Top image: The LEAP is the world’s first jet engine with 3D-printed fuel nozzles. It can be connected to the IIoT. Image credit: Adam Senatori for GE Reports. Above: The sand binder jetting machine at GE’s Center for Additive Technologies Advancement (CATA) uses a chemical binder to print casting molds from layers of fine sand, each 280 microns thick. Image credit: Chris New for GE Reports



GE has taken steps to sharpen its focus on its digital industrial side by continuing its sale of GE Capital assets. Since the April 2015 announcement to sell most of GE Capital, the business has repositioned itself ahead of schedule. To date, $195 billion of GE Capital asset sales have been signed, and $188 billion have been closed, Immelt said. The “new” GE Capital also achieved de-designation as a systemically important financial institution in the U.S. and plans to exit European regulation by 2017.



Today, Immelt reaffirmed the company’s 2016 operating framework. For 2017, GE forecasts stronger organic growth in comparison to other industrial companies, targeting 3-5 percent.

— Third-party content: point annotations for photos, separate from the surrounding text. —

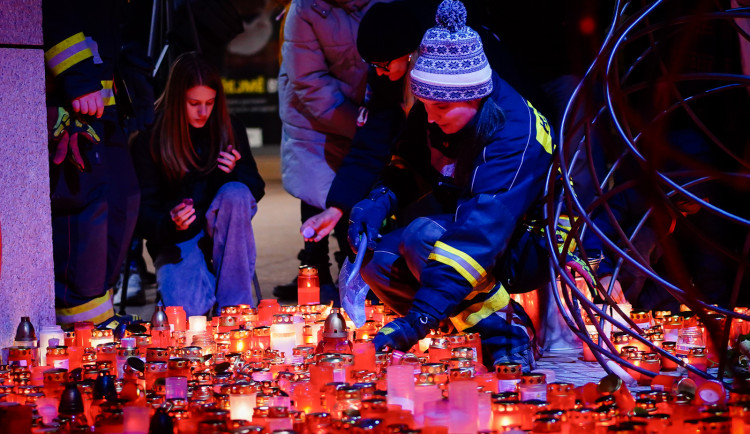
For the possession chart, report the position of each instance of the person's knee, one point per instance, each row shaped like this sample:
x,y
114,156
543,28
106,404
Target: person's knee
x,y
418,241
423,231
236,193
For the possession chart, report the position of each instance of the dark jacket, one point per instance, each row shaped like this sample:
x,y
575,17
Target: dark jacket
x,y
158,196
382,120
495,186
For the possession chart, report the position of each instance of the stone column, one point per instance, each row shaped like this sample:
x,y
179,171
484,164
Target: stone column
x,y
26,278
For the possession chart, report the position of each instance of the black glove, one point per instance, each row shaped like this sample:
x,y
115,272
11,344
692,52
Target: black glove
x,y
403,333
369,215
65,132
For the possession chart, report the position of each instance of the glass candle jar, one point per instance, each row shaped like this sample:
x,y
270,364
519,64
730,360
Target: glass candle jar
x,y
588,354
613,385
439,350
308,285
261,338
620,340
506,415
561,395
508,376
668,364
282,334
672,325
533,386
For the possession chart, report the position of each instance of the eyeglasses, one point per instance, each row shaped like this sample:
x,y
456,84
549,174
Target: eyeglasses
x,y
385,66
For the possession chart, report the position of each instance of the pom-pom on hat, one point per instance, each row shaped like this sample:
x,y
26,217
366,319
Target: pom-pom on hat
x,y
452,65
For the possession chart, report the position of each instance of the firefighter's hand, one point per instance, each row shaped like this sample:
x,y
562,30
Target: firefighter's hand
x,y
90,104
65,133
403,333
183,214
368,216
321,224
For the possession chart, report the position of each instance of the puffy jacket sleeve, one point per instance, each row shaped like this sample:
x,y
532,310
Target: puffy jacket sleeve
x,y
507,180
318,91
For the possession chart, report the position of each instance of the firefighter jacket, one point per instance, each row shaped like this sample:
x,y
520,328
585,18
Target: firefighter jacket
x,y
491,176
81,44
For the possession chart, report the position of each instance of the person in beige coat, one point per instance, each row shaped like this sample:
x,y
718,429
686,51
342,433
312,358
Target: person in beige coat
x,y
322,84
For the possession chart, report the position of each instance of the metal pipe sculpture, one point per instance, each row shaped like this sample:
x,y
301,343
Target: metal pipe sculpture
x,y
654,152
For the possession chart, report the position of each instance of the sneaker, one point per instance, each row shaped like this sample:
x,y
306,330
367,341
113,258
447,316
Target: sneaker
x,y
286,292
524,350
507,336
136,293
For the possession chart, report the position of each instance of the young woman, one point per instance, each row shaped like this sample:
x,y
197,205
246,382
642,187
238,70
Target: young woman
x,y
472,164
199,187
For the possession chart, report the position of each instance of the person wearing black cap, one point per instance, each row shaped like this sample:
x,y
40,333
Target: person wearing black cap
x,y
472,161
388,39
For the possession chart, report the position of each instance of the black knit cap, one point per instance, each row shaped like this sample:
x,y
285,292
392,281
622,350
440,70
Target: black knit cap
x,y
392,30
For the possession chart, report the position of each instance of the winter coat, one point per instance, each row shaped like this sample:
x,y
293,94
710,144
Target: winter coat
x,y
321,86
159,196
493,183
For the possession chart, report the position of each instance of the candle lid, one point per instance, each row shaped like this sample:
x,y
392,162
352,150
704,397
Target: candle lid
x,y
335,325
25,330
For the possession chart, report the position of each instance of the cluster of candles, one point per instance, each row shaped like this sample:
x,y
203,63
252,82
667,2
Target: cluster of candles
x,y
306,369
683,338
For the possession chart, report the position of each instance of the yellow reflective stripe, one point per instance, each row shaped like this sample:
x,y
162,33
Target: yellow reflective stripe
x,y
542,130
100,307
456,266
475,313
70,61
67,43
486,287
469,260
107,92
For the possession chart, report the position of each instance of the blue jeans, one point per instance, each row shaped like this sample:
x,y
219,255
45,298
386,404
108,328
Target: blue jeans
x,y
182,270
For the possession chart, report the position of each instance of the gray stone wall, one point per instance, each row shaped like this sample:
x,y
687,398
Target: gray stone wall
x,y
26,277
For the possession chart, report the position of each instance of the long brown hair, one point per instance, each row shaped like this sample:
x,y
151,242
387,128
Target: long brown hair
x,y
170,142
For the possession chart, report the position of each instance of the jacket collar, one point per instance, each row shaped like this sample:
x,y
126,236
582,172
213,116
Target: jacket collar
x,y
323,7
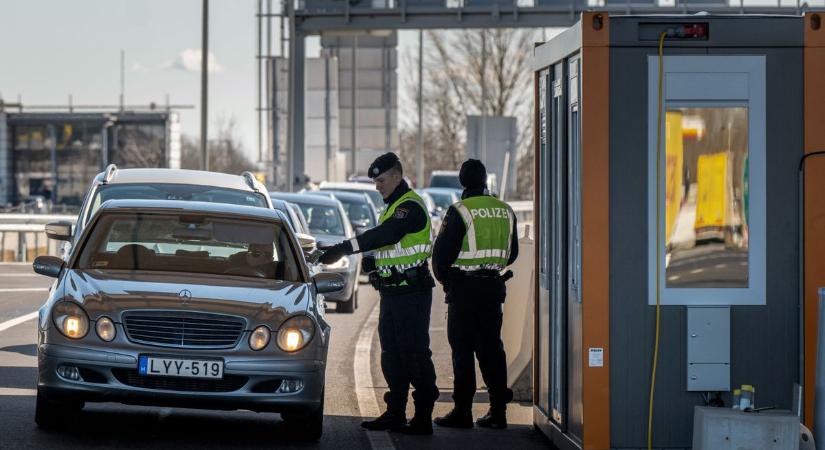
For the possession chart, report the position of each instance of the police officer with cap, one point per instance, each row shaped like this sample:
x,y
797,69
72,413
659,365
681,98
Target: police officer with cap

The company set a goal of $1.60 to $1.70 earnings per share (EPS) for the year, with $16 billion to $20 billion of operating cash flow. GE expects to return $19 billion to $21 billion to investors through dividends and buybacks over the course of the year.

The company re-emphasized its EPS goal of $2 by 2018. As oil- and gas-related markets continue to face challenges, GE has announced new acquisitions, additional stock buybacks and a new cost-savings plan over the next two years to drive earnings growth and achieve its $2 EPS target.